柳澤 大輔(やなさわ・だいすけ) 面白法人カヤック代表取締役CEO
1974年香港生まれ。慶應義塾大学環境情報学部卒業後、ソニー・ミュージックエンタテインメントに入社。
1998年、学生時代の友人と共に面白法人カヤックを設立。鎌倉に本社を構え、鎌倉からオリジナリティのあるコンテンツをWebサイト、スマートフォンアプリ、ソーシャルゲーム市場に発信する。ユニークな人事制度(サイコロ給、スマイル給)や、ワークスタイル(旅する支社)を発信し、「面白法人」というキャッチコピーの名のもと新しい会社のスタイルに挑戦中。2015年株式会社TOWの社外取締役、2016年クックパッド株式会社の社外取締役に就任。
著書に『面白法人カヤック会社案内』(プレジデント社)、『アイデアは考えるな』(日経BP社)などがある。

【藤沢久美(以下、藤沢)】ここまでカヤックを経営してきて、「これはまだやれていないな」とか、「こういうことをやりたかった」とかありますか?それとも、やろうと思ったことは一通りやってきましたか?
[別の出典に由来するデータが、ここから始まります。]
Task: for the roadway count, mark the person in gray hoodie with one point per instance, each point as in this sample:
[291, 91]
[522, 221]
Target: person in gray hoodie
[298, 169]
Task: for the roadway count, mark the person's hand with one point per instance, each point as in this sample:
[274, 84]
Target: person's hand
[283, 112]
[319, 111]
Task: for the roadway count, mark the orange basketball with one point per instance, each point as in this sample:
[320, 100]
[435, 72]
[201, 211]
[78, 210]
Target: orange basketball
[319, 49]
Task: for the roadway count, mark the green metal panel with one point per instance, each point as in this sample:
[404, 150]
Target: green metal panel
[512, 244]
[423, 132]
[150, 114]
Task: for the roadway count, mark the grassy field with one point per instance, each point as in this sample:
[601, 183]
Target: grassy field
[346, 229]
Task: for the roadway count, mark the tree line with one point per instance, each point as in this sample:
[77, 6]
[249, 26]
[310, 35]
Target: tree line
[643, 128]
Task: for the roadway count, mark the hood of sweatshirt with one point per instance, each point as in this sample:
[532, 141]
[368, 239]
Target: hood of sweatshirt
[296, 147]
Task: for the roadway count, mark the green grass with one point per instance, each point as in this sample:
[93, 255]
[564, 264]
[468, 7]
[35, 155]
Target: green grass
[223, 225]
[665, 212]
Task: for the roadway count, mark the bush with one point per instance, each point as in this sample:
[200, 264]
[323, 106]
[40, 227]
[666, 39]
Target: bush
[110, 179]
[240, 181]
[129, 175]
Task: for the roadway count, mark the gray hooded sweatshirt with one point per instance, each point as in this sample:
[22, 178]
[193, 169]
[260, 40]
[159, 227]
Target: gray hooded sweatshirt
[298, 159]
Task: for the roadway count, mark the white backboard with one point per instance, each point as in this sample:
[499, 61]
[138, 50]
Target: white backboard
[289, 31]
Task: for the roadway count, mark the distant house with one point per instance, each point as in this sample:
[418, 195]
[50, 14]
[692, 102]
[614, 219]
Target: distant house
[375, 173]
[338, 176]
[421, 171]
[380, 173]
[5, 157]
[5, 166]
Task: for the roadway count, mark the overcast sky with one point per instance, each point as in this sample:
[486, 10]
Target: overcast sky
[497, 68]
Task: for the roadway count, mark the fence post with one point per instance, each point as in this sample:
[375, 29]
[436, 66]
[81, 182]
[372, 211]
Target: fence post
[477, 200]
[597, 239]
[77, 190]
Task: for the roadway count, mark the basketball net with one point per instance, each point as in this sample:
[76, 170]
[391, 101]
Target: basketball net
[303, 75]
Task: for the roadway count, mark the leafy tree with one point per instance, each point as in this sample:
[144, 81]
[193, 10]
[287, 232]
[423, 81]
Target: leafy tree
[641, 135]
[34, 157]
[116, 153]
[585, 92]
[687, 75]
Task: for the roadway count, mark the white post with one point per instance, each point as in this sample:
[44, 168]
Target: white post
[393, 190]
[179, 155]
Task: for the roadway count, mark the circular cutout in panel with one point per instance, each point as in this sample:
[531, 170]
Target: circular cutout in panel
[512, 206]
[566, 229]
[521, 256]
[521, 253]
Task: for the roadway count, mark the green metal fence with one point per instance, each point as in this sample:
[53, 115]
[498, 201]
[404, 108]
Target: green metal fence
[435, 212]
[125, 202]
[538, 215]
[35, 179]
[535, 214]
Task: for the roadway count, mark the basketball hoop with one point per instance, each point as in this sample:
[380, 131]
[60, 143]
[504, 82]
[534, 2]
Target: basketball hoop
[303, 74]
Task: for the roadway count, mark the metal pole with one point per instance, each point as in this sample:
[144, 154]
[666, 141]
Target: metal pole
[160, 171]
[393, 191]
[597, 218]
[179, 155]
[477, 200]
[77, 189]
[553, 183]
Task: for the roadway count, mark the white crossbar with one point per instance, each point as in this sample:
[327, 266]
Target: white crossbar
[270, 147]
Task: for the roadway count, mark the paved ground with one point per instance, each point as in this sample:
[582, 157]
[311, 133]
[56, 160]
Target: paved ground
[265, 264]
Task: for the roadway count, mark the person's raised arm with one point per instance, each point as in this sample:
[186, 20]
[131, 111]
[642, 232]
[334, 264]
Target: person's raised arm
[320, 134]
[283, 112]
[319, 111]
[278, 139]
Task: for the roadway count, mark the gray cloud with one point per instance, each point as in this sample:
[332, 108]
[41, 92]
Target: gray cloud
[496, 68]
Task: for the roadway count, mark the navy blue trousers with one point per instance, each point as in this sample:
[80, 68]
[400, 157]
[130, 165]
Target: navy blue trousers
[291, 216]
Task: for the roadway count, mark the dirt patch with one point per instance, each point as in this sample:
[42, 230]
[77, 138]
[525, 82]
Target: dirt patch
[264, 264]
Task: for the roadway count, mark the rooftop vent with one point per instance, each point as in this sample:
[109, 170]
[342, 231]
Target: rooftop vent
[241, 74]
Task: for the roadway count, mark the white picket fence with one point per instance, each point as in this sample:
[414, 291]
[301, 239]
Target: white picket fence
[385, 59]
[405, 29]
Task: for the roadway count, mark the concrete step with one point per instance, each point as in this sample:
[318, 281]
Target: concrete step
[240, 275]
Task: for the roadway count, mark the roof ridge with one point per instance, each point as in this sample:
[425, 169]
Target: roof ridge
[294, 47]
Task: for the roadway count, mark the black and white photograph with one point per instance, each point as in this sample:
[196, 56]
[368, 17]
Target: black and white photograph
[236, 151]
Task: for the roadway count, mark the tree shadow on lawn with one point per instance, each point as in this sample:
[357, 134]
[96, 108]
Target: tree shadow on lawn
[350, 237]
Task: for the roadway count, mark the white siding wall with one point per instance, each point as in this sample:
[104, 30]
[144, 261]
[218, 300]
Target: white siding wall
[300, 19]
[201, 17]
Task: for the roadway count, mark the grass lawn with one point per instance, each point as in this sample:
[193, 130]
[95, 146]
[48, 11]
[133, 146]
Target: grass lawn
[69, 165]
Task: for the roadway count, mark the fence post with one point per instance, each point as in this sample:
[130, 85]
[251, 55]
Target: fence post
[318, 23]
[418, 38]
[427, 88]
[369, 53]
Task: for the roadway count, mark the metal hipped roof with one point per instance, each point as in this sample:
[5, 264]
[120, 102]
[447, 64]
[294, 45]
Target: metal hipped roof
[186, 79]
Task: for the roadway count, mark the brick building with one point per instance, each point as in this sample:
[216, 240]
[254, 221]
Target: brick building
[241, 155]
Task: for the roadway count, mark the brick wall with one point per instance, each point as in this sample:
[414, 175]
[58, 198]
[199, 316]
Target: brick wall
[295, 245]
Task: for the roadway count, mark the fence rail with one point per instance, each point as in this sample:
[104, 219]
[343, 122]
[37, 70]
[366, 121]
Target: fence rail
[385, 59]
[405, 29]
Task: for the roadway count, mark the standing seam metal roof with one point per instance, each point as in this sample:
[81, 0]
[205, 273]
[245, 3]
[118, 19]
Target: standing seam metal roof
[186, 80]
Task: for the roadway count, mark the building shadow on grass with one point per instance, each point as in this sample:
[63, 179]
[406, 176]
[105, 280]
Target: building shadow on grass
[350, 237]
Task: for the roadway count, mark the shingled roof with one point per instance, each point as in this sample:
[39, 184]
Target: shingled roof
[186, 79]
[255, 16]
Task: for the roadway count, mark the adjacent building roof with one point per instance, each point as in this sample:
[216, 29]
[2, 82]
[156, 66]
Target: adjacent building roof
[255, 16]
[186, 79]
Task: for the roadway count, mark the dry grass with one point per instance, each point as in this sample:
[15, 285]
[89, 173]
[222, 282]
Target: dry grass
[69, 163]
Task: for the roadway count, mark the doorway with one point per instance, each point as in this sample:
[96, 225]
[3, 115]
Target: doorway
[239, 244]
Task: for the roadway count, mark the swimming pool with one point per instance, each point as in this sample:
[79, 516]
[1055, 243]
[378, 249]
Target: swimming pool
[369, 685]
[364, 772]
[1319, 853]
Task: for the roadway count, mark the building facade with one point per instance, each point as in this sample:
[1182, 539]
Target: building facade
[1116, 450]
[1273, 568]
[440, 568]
【柳澤大輔(以下、柳澤)】いや、一通りやってきたということはないです。次から次に、やりたいことというのはやっぱりありますね。あと、途中から「上場しよう」と切り替えてきましたから、そこからやれることってまた変わってきました。たとえば、今年に入って会社として2社、カヤックに加わりました。こういうチャレンジをするために上場するようなところもあるから、そのなかでチャレンジできるところはまだまだあるかな。

【藤沢】カヤックはプレスリリースでも、「買収しました」とか「合併しました」と書かずに、「仲間になりました」って言葉を使いますよね。この「面白法人感」っていうのは、買収先の会社にも共有されていくんですか?

【柳澤】そうですね。そこはこれからですが、お互いの会社の良いところは学んで行きたい。例えば、カヤックからは「せっかくグループになったんだから、これは共有したい」っていうものの一つは、しつこいですが、ブレストですね。

【藤沢】買収するときは、この「面白法人」に親和性があるかどうかを考えてから買うんですか?

【柳澤】もちろんそうですね。

【藤沢】でも、カヤック的な発想の会社ってそんなにあるんですか?

【柳澤】あると思いますよ。結局、カヤックが重視するのは「理念を大切にしている」っていうことだけですから。

【藤沢】なるほど。ということは、カヤックとは全然違う理念を持っているけど、その会社がその理念をとても大切にしていれば、相性がいいと考える……?

【柳澤】いいと思います。カヤックの大切にしている考え方がすべてマッチしていないとだめだとか、そんなことはないですね。

【藤沢】面白い。「理念」というと揺るがないものというイメージですが、結構柔軟なんですね。

【柳澤】そうですね。ただ、未上場と上場企業のメカニズムの違いというものがあるじゃないですか。その意識を共有してくれる会社じゃないと難しいかなとは思います。そういうところだけはしっかり話し合って、あとは理念を大切にして、シナジーをお互い出しましょうということですね。

【藤沢】一方で、世の中は今、ダイバーシティ(多様性)が大事だといわれていますよね。理念を共有するということは、ある意味、ダイバーシティからは離れるのではないかという疑問もあるんですが、いかがですか?

【柳澤】同じ組織にいる以上は、何か共通することが必要です。ダイバーシティが大切だからこそ、やはり理念を共有することが一番わかりやすいと思いますね。